Guess where in Greece these traditional women’s costumes are from

11 Oct
Attic costume some time 1950s. The second woman from the left is the bride.
Pogoni, Epirus 1937
Albanian women from Eleusina, in northern Attica, date unknown (women in above Attic picture were also Albanian but now pretty assimilated, with language dying out — ’cause there wasn’t a EU commission for multilingualism back then and non-Greek language in Greece was outlawed and its speakers persecuted and harrassed.)
Karagouna at the spring, Trikala 1930. The Karagounides’ origin is a mystery.
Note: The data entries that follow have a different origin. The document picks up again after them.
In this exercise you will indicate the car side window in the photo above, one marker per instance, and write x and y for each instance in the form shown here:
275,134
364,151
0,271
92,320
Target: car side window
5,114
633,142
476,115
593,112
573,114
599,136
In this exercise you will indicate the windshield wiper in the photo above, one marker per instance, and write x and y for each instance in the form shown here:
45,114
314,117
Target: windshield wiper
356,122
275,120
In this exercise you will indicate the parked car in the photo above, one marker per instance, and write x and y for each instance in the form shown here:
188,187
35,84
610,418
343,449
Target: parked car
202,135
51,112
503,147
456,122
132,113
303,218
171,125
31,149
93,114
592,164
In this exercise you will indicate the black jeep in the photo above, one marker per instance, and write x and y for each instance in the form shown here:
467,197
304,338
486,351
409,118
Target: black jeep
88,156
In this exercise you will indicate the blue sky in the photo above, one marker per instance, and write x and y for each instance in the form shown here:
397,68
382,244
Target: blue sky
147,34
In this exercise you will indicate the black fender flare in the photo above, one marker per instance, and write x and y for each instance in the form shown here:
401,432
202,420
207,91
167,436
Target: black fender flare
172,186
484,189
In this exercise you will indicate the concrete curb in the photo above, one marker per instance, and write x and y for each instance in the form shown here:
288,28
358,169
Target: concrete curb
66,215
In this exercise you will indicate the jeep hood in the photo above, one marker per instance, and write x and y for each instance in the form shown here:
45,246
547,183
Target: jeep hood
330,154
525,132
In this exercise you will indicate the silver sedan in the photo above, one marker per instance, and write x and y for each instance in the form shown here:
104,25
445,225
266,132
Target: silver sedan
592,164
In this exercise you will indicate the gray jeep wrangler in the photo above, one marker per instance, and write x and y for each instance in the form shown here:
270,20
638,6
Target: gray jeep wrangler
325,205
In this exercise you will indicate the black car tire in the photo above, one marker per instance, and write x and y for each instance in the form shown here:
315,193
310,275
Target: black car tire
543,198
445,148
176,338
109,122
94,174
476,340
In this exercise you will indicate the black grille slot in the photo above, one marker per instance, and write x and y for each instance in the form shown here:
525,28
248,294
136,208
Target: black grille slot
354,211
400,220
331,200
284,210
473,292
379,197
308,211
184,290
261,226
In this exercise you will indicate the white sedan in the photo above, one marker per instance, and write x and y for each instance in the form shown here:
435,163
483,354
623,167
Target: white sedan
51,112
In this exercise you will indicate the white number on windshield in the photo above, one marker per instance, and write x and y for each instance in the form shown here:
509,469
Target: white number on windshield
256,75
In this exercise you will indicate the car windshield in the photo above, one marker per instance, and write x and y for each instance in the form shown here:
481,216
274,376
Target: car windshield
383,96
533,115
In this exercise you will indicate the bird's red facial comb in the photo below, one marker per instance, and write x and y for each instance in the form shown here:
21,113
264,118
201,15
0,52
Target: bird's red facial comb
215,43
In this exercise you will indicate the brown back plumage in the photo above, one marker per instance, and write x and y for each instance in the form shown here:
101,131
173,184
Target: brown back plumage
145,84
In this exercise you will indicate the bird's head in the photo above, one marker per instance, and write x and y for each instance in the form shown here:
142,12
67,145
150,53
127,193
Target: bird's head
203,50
They live in the lowlands of Thessaly all year round (don’t ask me how they wore that heavy woolen dress in summer in the Thessalian lowlands, when the plains are a regular frying pan. They speak Greek, not Vlach, and one of the theories is that they once were Vlach who just decided to become farmers in the lowlands and gave up the tradition of Vlach transhumance to the highlands in the summer. Actually is one of the most elaborate and beautiful of traditional Greek costumes.
Greek women from Dropoli in southern Albania, my home base, sometime before WWII I would assume
Most of the costumes above were rural, peasant dress. Women in larger towns and cities wore some or another variation of Ottoman urban dress, like this costume from Jiannena above.

And this last one. Any guesses?

Snag! Wrong! It’s a woman from Ramla in Palestine in the 1930’s. The eastern Mediterranean is one!